ワインを飲むことで起こる頭痛には添加物へのアレルギー反応も
しかし、ワインを飲むことで起こる頭痛には、別の理由もあります。それが、添加物に対するアレルギー反応です。ほとんどのワインには「酸化防止剤」が注入されています。この「亜硫酸塩」に対する体のアレルギー拒否反応が、頭痛を引き起こす原因の一つとされます。また、ワインに含まれる「アミン」のアレルギーも考えられます。
注入されているのにも理由があり、基準値以内の「亜硫酸塩」を添加することで品質が維持されるため、商業的には仕方がないことかもしれません。また、昨日今日この酸化防止剤の注入が始まったわけではありません。それでも、「酒」はすべて趣向品。個人個人のレベルで種々選択することは可能です。ワインであれば「オーガニックワイン」や「無添加ワイン」を選ぶことで、アレルギーによる頭痛を排除することができます。日本酒でいうところの頭痛も不揮発性の添加物、例えば安酒によく使われる「糖類」などの入らないものを選ぶことで、頭痛の確率を大きく下げることができます。
体質に合ったお酒の量、そして水を飲むことを心がける
ちなみに「醸造用アルコール」は「頭痛」の最大の原因ではありません。「エチルアルコール」のみで造られる単なる「甲類焼酎」で、「ドライ感やすっきり感が増す」「香立ちが良くなる」「保存性が高まる」などの効能があります。「アル添酒」が二日酔いになりやすいのは、原酒をアルコールで薄めることで味気なくなるため、その味を調えるために糖類を加え、うま味成分を足しているためです。そこに、原因があるのです。
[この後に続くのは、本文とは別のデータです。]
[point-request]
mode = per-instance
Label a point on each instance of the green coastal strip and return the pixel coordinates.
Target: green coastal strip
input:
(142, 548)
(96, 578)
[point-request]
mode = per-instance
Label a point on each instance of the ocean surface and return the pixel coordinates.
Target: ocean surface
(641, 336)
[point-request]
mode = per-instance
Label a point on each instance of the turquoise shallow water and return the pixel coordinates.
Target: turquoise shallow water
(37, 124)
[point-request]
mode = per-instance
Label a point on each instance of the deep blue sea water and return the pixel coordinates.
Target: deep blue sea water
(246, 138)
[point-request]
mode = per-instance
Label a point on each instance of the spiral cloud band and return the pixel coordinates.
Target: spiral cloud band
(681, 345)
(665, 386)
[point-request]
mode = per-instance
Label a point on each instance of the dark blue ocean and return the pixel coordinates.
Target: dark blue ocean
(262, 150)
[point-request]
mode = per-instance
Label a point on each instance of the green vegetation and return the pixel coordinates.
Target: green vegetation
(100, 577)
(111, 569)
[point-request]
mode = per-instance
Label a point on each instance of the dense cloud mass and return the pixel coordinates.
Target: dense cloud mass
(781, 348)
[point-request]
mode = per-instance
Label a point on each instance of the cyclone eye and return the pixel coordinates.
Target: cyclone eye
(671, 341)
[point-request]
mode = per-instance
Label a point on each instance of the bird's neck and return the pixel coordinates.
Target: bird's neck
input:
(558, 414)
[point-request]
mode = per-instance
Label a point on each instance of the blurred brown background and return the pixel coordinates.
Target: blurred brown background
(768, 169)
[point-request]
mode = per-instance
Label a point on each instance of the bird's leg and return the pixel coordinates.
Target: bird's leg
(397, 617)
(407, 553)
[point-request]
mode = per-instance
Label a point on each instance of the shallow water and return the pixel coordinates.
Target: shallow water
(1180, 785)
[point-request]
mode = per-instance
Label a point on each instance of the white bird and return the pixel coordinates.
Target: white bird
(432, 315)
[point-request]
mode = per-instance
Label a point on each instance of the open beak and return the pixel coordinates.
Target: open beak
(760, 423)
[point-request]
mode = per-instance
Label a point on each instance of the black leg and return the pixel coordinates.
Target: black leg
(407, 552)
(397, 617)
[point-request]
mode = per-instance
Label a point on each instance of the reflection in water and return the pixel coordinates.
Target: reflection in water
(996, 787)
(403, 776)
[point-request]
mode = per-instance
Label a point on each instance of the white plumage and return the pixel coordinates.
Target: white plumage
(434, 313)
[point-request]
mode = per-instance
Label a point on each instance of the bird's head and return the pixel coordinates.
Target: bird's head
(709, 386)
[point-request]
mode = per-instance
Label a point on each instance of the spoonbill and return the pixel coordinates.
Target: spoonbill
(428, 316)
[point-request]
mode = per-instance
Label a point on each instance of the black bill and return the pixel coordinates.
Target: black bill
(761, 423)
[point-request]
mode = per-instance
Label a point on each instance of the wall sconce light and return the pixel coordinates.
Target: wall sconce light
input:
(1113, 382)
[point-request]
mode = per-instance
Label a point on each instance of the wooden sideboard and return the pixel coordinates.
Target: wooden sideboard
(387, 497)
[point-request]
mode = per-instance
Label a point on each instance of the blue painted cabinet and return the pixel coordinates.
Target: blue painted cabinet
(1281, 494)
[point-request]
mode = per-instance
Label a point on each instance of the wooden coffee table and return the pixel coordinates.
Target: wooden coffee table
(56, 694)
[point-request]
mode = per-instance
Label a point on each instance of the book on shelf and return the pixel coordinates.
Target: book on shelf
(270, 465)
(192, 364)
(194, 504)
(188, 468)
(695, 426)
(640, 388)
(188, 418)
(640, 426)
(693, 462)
ボトルの裏のラベルにある原料成分を読むと、添加物が表記されています。また、玄米の表面にある黒い「糠」にも「二日酔い」に関わる成分があるといわれています。それらは、精米歩合率が高い日本酒を選ぶことで回避することができます。せっかくの「ハレ」のお酒で翌日、痛い目に遭うのはとてもつらいこと。個人個人の体質に合ったお酒の量、そして水を飲むことを心がけ、楽しい人生の思い出になればと思います。